Já o art. 4º, X, CF/88 em concomitância com os arts. 28 e 29 da lei 6.815/80 (estatuto do estrangeiro) traz a definição do instituto do asilo político em espécie. Por fim, é editada a lei 9.474/1997 para tratar especificamente do instituto do refúgio no ordenamento jurídico brasileiro.
Internacionalmente, comparando-se o regime do asilo com o do refúgio, este último, apesar de ser mais recente, atualmente tem maior abrangência e legislação específica por isso não depende da discricionariedade de um Estado em relação ao outro, e sim, do cumprimento de um determinação legal. A principal similitude entre os institutos do asilo e do refúgio é a tutela da dignidade da pessoa humana.
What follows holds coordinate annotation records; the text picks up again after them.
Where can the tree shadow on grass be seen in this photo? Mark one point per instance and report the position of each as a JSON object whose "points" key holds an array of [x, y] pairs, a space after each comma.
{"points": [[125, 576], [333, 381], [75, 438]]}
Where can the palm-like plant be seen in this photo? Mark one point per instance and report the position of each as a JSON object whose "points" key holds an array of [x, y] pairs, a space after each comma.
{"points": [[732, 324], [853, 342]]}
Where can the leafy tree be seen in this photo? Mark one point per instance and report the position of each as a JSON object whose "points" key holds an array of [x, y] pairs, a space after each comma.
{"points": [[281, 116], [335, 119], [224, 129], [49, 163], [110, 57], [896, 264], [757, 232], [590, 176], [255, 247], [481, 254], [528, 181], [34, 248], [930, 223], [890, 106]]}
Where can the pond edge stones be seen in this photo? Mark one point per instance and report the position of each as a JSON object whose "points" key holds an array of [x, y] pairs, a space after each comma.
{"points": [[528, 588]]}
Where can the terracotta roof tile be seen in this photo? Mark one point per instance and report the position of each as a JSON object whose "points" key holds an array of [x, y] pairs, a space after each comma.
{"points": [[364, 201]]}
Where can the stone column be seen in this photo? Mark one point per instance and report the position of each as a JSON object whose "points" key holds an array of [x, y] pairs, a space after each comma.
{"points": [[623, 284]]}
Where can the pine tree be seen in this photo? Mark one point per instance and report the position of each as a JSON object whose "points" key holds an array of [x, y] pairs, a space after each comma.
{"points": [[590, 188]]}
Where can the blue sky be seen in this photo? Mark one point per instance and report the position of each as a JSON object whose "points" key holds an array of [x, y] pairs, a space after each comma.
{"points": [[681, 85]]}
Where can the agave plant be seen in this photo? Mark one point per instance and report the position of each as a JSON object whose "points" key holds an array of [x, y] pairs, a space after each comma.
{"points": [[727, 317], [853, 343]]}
Hoje, depois de muita discussão na doutrina, chegou-se ao consenso de que todo refugiado é aquele sujeito que sofre perseguição em seu País ou domicílio habitual em virtude conflitos envolvendo questões de raça, nacionalidade, religião, opinião política, catástrofes ambientais, etc, enquanto o asilo político está restringido à perseguição política. Sendo assim pode-se afirmar que apesar de os institutos do refúgio e do asilo terem a mesma origem histórica, desenvolvem-se de forma independente.
Logo, a condição de refugiado já existia antes mesmo da solicitação, assim, o refúgio não é um oferecimento ou acolhimento por parte do Estado soberano a um indivíduo estrangeiro, e sim, o reconhecimento da condição na qual a pessoa já se encontra sem ter para onde ir por conta de motivos alheios à sua vontade.
BIBLIOGRAFIA
BRASIL. Constituição (1988). Constituição da República Federativa do Brasil. Brasília, DF: Senado Federal: Centro Gráfico, 1988
LEÃO, Renato Zerbini Ribeiro. O reconhecimento dos refugiados pelo Brasil: decisões comentadas do CONARE. Brasília: Ministério da Justiça e ACNUR-Brasil, 2007, p. 24-72.
BARRETO, Luiz Paulo Teles Ferreira. Refúgio no Brasil: a proteção brasileira aos refugiados e seu impacto nas Américas / Luiz Paulo Teles Ferreira Barreto, organizador. – 1. Ed. – Brasília: ACNUR, Ministério da Justiça, 2010.